Nicht mehr gut sehen können, Konturen von Gegenständen mit ihrem Schatten verwechseln. Bewohnern von Altenheimen macht ihre nachlassende Sehkraft in vielfacher Hinsicht zu schaffen. Zudem leiden viele an einer Demenz. Sie führt oft dazu, dass sie Tag und Nacht nicht mehr unterscheiden können. Tagsüber nicken Betroffene oft ein, nachts finden sie keine Ruhe. Keine einfache Situation für Heimbewohner und Pflegepersonal.
Zellen messen Lichtstärke
Diese Beschwerden lassen sich mithilfe der richtigen Beleuchtung lindern. So zeigen Untersuchungen in mehreren Altenheimen, dass helles Licht Wohlbefinden und Aktivität der Bewohner positiv beeinflusst. Dabei spielt vor allem der kurzwellige Blauanteil des Lichts eine wichtige Rolle. Er aktiviert Zellen unter der Netzhaut, von deren Existenz Forscher erst seit dem Jahre 2002 wissen. Die als "retinale Ganglienzellen" bezeichneten Strukturen spielen für das Sehen an sich keine Rolle, registrieren jedoch die Helligkeit der Umgebung. Auf diese Weise erfährt die "innere Uhr", wann die Sonne auf- und wann sie untergeht.

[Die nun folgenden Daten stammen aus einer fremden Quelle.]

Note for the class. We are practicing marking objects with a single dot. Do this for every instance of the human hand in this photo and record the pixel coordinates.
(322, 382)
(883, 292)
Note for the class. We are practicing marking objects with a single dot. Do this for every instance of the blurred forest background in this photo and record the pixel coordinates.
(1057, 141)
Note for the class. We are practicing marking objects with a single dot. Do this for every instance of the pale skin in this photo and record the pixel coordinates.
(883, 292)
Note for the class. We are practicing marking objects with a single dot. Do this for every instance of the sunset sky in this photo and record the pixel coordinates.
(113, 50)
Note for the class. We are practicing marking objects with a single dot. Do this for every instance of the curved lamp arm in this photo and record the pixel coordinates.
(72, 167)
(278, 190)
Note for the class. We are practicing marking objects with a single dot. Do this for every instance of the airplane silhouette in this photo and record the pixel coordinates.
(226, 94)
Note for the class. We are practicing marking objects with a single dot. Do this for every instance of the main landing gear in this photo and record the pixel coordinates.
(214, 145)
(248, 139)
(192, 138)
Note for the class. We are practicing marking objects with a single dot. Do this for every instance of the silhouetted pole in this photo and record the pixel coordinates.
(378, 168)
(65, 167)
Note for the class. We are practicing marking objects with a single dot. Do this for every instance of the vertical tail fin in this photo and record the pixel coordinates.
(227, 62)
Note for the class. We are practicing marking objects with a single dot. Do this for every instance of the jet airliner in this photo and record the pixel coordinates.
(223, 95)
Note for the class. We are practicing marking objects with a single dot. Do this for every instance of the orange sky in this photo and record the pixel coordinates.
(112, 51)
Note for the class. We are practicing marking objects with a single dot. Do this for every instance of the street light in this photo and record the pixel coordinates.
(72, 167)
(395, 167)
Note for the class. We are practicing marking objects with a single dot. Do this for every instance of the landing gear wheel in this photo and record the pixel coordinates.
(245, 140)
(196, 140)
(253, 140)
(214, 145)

Die innere Uhr fein justieren
Ihre Arbeit verrichten diese Ganglienzellen mithilfe eines Eiweißes namens Melanopsin. Blaues Licht mit einer bestimmten Wellenlänge aktiviert es und beeinflusst dann unter anderem Körpertemperatur, Herzfrequenz und Blutdruck. Der Mensch fühlt sich wach und leistungsfähig. Ein kluger Schachzug der Natur. Der Blauanteil des Sonnenlichts nimmt im Laufe des Vormittags zu und verringert sich zum Abend hin. Die Blaulicht-Zellen mit Melanopsin reagieren so fein abgestimmt, dass blaues Licht die innere Uhr deutlich effizienter beeinflusst als weißes.
Die theoretischen Erkenntnisse der Wissenschaftler fanden bei den Untersuchungen in Altenheimen ihre praktische Bestätigung: Werden Standardleuchten durch solche mit einem höheren Blauanteil ausgetauscht, sprechen die Heimbewohner mehr miteinander und bringen sich aktiver in das Gemeinschaftsleben ein. Zudem lassen Unruhezustände nach, und der Tag-Nacht-Rhythmus der Senioren kommt wieder ins Lot.
Breiter Einsatz noch Zukunftsmusik
Um von den positiven Lichteffekten am besten profitieren zu können, eignen sich sogenannte volldynamische Beleuchtungen am besten. Diese Lampen verändern ihre Lichtzusammensetzung im Verlaufe des Tages. Bislang werden derartige Systeme aber noch nicht flächendeckend eingesetzt.